プリンが死んだ夜から、家の隅々は睡っている。
プリンというのは、妹が飼っていたジャンガリアンハムスターの名前で、両親と妹の寵愛を受けながらも、先月の暮れに寝床の木っ端のなかで逝っているのを母親がみつけた。小学校から帰宅し、この世の終わりとでも言いたげに泣き声を荒げた妹を、わたしは壁一枚隔てた自室の、畳には似合わぬ革張りのソファーに寝そべりながら毒づいた。
ジャンガリアンが三年も生きれば、長生きな方よ。一ヶ月もすれば忘れるんでしょ。
わたしの声は届かないし、届かないように呟いた。妹の嘆声とわたしの毒を吸収した壁は、その時まだ目が覚めていた。
家の変化に気がついたのはその翌朝のことで、洗面所で歯を磨いていたら、いつもなら頭上で微かに鳴る木材の犇めきが、まるで聞こえない。蛇口を締め水の音を消しても、日焼けた天井が揺らめきもせず板を連ねているばかりで、髪を整えながら、わたしは急に独りになった気がして、茶の間に逃げ込んだ。

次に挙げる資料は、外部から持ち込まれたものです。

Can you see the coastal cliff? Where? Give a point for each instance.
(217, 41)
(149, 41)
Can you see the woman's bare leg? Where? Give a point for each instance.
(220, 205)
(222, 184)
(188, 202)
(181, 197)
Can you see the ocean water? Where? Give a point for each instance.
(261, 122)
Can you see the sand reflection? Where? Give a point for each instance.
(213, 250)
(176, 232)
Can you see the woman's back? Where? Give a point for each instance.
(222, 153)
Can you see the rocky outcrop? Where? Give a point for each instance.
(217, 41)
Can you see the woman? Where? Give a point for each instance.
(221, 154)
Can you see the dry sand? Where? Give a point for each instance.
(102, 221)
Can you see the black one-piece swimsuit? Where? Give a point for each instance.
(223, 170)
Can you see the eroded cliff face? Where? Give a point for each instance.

幼い頃は戯けてみせる家の一挙手一投足を両親に話してみたことがあったが、わたし以外の誰もそれに気がついていないことを悟ると、わたしはわたしだけ、家族にばれないように家との交際を続けていた。思えば、共働きの両親にかわってわたしが妹の面倒をみていたように、家はわたしを育ててきたのだ。時に恋人のようにラフに、時に両親のように厳しく、あたたかく、家はわたしとの間に愛を育んだ。だからわたしは恋人を連れ込んだこともないし、仄めかすような仕草もせずに今日まで来た。
両親や妹には甘えて、すりすりと近寄って離れなかったのに、わたしが掴もうとするとすぐに逃げ出すプリンが嫌いだった。
家の隅々に散らばるプリンの糞を片付けていたのはわたしだ。家が汚れないように、心がけた。けれどプリンが死んで、平穏な空間で、わたしを包み込んでくれるはずの家は睡って寝返りも打たない。こちらの気持ちも知らないで。だからわたしは火を放った。
燃え盛る炎のなかで、飛び起きた家は即座に土下座をしたけれど、わたしは赦せなかった。一緒に逝こうと呟いて、わたしは噎せる熱気のなかで気を失った。両親の腕のなかで目が覚めて、わたしはここにいる。
焼け野原に革張りのソファーがぽつんとしている。わたしは火事から生き延びた。それを人は奇跡と呼ぶけれど、わたしには家の悪あがきにしか思えない。
わたしはまだ、家を赦してはいない。